Andi Lamprecht Andi Lamprecht ·· 8 min read· Accepted
ADR-0129 · Author: Sybil Melton · Date: 2025-02-07 · Products: uncrew
Originally ADR-0106-Avatar-telemetry (v10) · Source on Confluence ↗

Avatar Telemetry

Jira ticket - UNCREW-2535

Context

Currently, to receive telemetry from a number of avatars, Uncrew frontend establishes a separate connection each avatar. While this approach theoretically minimizes latency between the UAV and the pilot, it does not scale when dealing with tens of drones or more. To efficiently manage and display telemetry from potentially thousands of UAVs on a single screen, similar to Flightradar24, we need to develop a more scalable system.

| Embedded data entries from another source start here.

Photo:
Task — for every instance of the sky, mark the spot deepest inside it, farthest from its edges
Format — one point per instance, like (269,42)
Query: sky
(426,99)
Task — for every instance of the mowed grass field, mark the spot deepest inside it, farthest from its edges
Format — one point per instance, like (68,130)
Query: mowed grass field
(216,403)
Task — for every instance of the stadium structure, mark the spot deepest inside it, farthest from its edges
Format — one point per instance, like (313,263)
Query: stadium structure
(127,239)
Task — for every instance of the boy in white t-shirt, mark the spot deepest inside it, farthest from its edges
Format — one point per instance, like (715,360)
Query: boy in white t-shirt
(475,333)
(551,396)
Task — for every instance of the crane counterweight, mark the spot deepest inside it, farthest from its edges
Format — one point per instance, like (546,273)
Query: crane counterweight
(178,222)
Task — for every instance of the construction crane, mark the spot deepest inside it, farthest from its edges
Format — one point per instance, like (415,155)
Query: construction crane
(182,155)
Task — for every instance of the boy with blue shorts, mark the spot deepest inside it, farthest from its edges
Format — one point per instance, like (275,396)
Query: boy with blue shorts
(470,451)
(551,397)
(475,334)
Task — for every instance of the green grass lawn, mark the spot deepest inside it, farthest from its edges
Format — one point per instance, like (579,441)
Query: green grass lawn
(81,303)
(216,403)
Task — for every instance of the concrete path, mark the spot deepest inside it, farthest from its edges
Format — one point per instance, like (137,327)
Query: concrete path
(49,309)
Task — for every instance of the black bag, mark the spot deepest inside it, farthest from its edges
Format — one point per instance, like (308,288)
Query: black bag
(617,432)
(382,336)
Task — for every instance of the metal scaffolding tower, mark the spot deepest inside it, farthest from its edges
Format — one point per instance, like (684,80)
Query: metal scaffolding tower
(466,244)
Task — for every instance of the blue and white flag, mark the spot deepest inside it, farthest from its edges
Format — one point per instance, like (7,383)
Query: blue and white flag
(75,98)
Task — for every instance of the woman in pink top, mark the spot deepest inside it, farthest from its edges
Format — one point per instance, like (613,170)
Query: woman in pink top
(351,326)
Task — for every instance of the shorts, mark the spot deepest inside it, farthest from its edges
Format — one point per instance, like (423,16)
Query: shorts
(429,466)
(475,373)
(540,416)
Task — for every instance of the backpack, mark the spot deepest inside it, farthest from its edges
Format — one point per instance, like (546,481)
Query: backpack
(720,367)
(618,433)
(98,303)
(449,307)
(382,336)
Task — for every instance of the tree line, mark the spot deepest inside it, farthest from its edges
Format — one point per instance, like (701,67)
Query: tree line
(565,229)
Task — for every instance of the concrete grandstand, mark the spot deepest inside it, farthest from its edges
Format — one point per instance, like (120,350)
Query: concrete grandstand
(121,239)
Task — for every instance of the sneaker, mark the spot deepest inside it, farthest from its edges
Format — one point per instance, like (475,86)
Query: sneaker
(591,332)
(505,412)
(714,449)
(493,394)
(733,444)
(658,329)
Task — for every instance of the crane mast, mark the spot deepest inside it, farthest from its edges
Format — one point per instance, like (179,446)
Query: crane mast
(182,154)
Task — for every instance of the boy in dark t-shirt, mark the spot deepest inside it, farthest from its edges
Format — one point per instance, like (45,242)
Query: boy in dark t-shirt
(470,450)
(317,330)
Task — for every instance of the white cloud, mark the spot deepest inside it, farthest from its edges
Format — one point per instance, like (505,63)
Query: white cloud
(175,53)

At this moment we have 4 GRPC services in Avatar(Telemetry, Commands, Requests, Alerts). The last two services - Requests and Alerts - each serve only a single RPC endpoint and exist solely to distinguish telemetry data from data generated by onboard components.

On receiving telemetry from UAV we have a two streams in Avatar. First is broadcasting telemetry to all active listeners who is connected to avatar at this moment via GRPC. Second stream publish all telemetry to pubsub for transmit it to Mission service, store to GCS and send few types of telemetry to UTM(position, speed, heading).

Decision

Step 1: Avatar optimisation

To reduce number of connection to avatar and simplify code on client side(UI for example) we will merge Request and Alerts to Telemetry GRPC service. So all data that is comming from UAV we can receive from single endpoint and instead of making 3 connections to Avatar needs to have only one.

Step 2: Avatar per operational area(Site)

The UI Mission Manager and Mission Console use a Site view to monitor all UAVs currently online in a specific Site. Initially, the avatar system was designed to support multiple UAVs per avatar. However, we decided to deploy one avatar for each UAV to minimize the risk of losing connection to multiple UAVs if an issue occurred with a single avatar in the cloud. By switching to one avatar per Site, our UI can efficiently gather and display all necessary data from a single endpoint. This approach will require a few changes in existed services:

  • Inventory service:

    • Add site id to UAV details
    • Add endpoint to move UAV from one site to another one
  • Avatar controller:

    • Reconcile single avatar per Site
  • Avatar:

    • Support list of mTLS certs

Site should be assigned on UAV registration by manager and populate to avatar details for avatar controller.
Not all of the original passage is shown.